Cleary, a former New Democrat member of Parliament, was acclaimed as president of the union that presents itself as a rival to the Fish, Food and Allied Workers.
"We don't have a lot of money, but we have a lot of will, we have a lot of determination to move this forward, so your being here means a lot," Cleary told harvesters.
"The revolution begins today, that's why we're here," he said.
"We're looking at taking down what I consider as the saltwater mafia," said Reg McDonald who drove to Gander from Summerside on the province's west coast.
We're looking at taking down what I consider as the saltwater mafia.- Reg MacDonald, fisherman
"When this is said and done we will be on to better things, and a better fishery," he said.

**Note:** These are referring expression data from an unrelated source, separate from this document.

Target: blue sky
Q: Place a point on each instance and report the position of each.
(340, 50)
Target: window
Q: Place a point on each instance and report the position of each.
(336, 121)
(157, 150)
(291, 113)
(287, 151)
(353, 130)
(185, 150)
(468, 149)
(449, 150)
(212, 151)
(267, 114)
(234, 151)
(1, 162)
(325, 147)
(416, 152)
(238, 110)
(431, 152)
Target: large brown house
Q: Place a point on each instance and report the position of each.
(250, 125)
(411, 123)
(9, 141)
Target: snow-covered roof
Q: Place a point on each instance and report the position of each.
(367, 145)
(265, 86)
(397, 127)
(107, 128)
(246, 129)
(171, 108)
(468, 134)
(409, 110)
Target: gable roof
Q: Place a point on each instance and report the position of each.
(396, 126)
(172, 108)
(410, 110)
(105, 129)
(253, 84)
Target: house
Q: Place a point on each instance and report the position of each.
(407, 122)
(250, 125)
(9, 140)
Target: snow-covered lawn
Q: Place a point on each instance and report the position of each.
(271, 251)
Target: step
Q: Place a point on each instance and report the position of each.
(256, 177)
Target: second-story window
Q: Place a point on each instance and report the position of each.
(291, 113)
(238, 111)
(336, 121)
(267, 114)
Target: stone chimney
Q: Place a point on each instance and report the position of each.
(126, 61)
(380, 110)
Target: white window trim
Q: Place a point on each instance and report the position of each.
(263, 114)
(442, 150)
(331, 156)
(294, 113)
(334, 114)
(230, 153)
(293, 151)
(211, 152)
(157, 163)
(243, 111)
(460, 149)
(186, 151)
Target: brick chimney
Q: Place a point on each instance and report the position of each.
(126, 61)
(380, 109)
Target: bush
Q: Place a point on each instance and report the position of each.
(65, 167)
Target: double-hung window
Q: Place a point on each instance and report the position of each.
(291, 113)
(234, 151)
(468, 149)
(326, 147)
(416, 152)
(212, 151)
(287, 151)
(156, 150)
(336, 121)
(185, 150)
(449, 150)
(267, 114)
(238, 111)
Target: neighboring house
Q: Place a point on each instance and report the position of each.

"We gave the FFAW 45 years. They never done nothing with it. All they did was get a gold-plated pension and we got nothing but a slap in the ass on the way to the door."
'It can't get no worse'
The meeting Thursday attracted about 100 people, with lots of empty seats at the front of the room.
Those who attended endorsed a constitution and statement of principles, and agreed that membership in the new union should cost $5.
Brad Watkins, who fishes out of the 3K area on the northeast coast, said people are looking to Cleary to be a strong leader.
"It's nice to see the hats and the bumper stickers. It's nice to see the face of a new union come together," he said.
Despite Thursday's turnout, Watkins said he's hearing a lot of interest in fishing communities.
"Pretty well the consensus is it can only go up. It can't get no worse. We get this union, it can only better us," he said. "I'm pretty positive it's going to work out, it's going to go through."
Following Thursday's meeting, FISH-NL will distribute certification cards, then submit an application to the labour board, which will check to see if there is a majority of 50 per cent plus one support among all the province's fish harvesters.
"This has got to be a crashing victory," Jim Bennett, a former MHA and lawyer, told people attending the meeting. "You gotta get the cards."
Goal to be certified by January
Lyndon Small from Baie Verte said he will be working to help organize. He said people in his area are excited about a new union.
"You know there's a lot of frustration out there on the wharves, in the garages and on the stages. You know people are looking for a viable alternative." Small said.
"I've seen a lot of issues over the past several decades that I've been very dissatisfied with ... There's a lot of work that needs to be done."
Richard Gillett, a Twillingate fisherman who is also star of the Cold Water Cowboy television series, was elected vice-president of Fish-NL at the meeting.
The post of secretary-treasurer went to Johanna Ryan Guy, a businesswoman from St. Brendan's who lost two brothers in a 2004 fishing accident.
Cleary hopes the union will be certified by January.